EUCHARISTIC REVIVAL Launched in the Archdiocese of St. Louis
The Bishops of the United States are calling for a three-year grassroots revival of devotion and belief in the Real Presence of Jesus in the Eucharist. They believe that God wants to see a movement of Catholics across the United States, healed, converted, formed, and unified by an encounter with Jesus in the Eucharist—and sent out in mission “for the life of the world.”
Taking this to heart, let us reflect on a recently released document of our Bishops.
THE MYSTERY OF THE EUCHARIST IN THE LIFE OF THE CHURCH
United States Conference of Catholic Bishops Washington, D.C.
The document The Mystery of the Eucharist in the Life of the Church was developed by the Committee on Doctrine of the United States Conference of Catholic Bishops (USCCB). It was approved by the full body of the USCCB at its November 2021 General Meeting.

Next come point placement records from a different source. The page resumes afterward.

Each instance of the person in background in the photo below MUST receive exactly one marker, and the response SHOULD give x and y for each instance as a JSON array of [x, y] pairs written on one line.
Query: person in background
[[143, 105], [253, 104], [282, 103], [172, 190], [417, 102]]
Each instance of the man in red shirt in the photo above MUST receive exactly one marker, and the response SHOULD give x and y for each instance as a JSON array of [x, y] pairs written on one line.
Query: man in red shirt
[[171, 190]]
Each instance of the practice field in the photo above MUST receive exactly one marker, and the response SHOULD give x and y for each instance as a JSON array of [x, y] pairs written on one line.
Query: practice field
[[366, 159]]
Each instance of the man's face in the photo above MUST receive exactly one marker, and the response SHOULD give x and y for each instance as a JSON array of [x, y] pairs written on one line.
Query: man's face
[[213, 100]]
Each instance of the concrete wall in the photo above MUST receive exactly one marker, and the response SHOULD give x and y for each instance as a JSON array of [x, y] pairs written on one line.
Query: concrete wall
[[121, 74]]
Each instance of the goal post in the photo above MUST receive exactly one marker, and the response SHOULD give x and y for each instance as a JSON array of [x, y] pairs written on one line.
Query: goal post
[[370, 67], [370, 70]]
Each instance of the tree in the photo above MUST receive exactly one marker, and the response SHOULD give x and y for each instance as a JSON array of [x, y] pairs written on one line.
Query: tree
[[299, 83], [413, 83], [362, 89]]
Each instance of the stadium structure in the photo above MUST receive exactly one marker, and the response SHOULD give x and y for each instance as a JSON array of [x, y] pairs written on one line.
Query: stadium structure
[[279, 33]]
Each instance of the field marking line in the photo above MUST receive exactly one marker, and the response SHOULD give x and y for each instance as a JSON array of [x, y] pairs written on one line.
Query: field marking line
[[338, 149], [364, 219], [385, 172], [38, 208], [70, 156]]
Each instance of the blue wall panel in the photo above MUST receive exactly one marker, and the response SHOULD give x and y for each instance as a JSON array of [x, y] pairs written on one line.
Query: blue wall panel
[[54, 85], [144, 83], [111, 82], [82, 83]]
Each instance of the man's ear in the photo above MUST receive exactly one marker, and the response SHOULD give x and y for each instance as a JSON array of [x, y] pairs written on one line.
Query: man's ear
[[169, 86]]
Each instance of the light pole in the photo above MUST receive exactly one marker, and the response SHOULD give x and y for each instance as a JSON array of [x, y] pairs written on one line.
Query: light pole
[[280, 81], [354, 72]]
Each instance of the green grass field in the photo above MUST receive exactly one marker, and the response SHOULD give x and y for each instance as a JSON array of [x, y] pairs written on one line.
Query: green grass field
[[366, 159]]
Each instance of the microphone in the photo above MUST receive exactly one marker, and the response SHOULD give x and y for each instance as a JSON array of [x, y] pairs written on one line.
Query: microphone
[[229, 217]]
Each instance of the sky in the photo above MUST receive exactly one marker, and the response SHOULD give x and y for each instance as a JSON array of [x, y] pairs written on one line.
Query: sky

1. On March 27, 2020, at an early point in the global pandemic, Pope Francis walked alone in the rain across an empty St. Peter’s Square to offer prayer for the world in a time of crisis. “Faith,” he said, “begins when we realize we are in need of salvation. We are not self-sufficient; by ourselves we founder: we need the Lord, like ancient navigators needed the stars.” Recalling when Jesus was asleep in the boat as a tempest was raging (Mk 4:35-41), the Holy Father said, “The Lord awakens so as to reawaken and revive our Easter faith.” On that day, Pope Francis presided over the rite of Eucharistic Exposition and Benediction in order to focus our attention on the presence of Christ in the Blessed Sacrament. The Pope was reminding us that even in a time of turbulence and crisis, Jesus is present among us, as present as he was long ago in the boat on the Sea of Galilee.
2. In similar fashion, Pope Saint John Paul II reminded us of this ongoing presence when he repeated to us the words of Christ: I am with you always, to the end of the age (Mt 28:20). He proclaimed: “This promise of Christ never ceases to resound in the Church as the fertile secret of her life and the wellspring of her hope. As the day of Resurrection, Sunday is not only the remembrance of a past event: it is a celebration of the living presence of the Risen Lord in the midst of his own people."
3. We call on these inspiring words of the saintly Pope John Paul II as we offer these reflections on the importance of the Eucharist in the life of the Church. We do so mindful of how the pandemic has forced us to stay physically distant from one another and, for a time, to view the celebration of the Mass on a television or computer screen. Many of the faithful appear to have had their faith and their desire for the Eucharist strengthened by such a long separation. At the same time, as pastors we sense that others, having lived without Mass for so long, may have become discouraged or accustomed to life without the Eucharist. In many ways the pandemic is still with us.
4. As Christians we know that we need Christ to be present in our lives. He is our very sustenance as he reminded us: unless you eat the flesh of the Son of Man and drink his blood, you do not have life within you (Jn 6:53).
5. The Lord accompanies us in many ways, but none as profound as when we encounter him in the Eucharist. On our journey toward eternal life, Christ nourishes us with his very self. Once, when told by someone that she no longer saw the point of going to daily Mass, the Servant of God Dorothy Day reflected: “We go eat of this fruit of the tree of life because Jesus told us to. . . . He took upon himself our humanity that we might share in his divinity. We are nourished by his flesh that we may grow to be other Christs. I believe this literally, just as I believe the child is nourished by the milk from his mother’s breast.”
Over the coming weeks, we will return to this document for insight, reflection and prayer.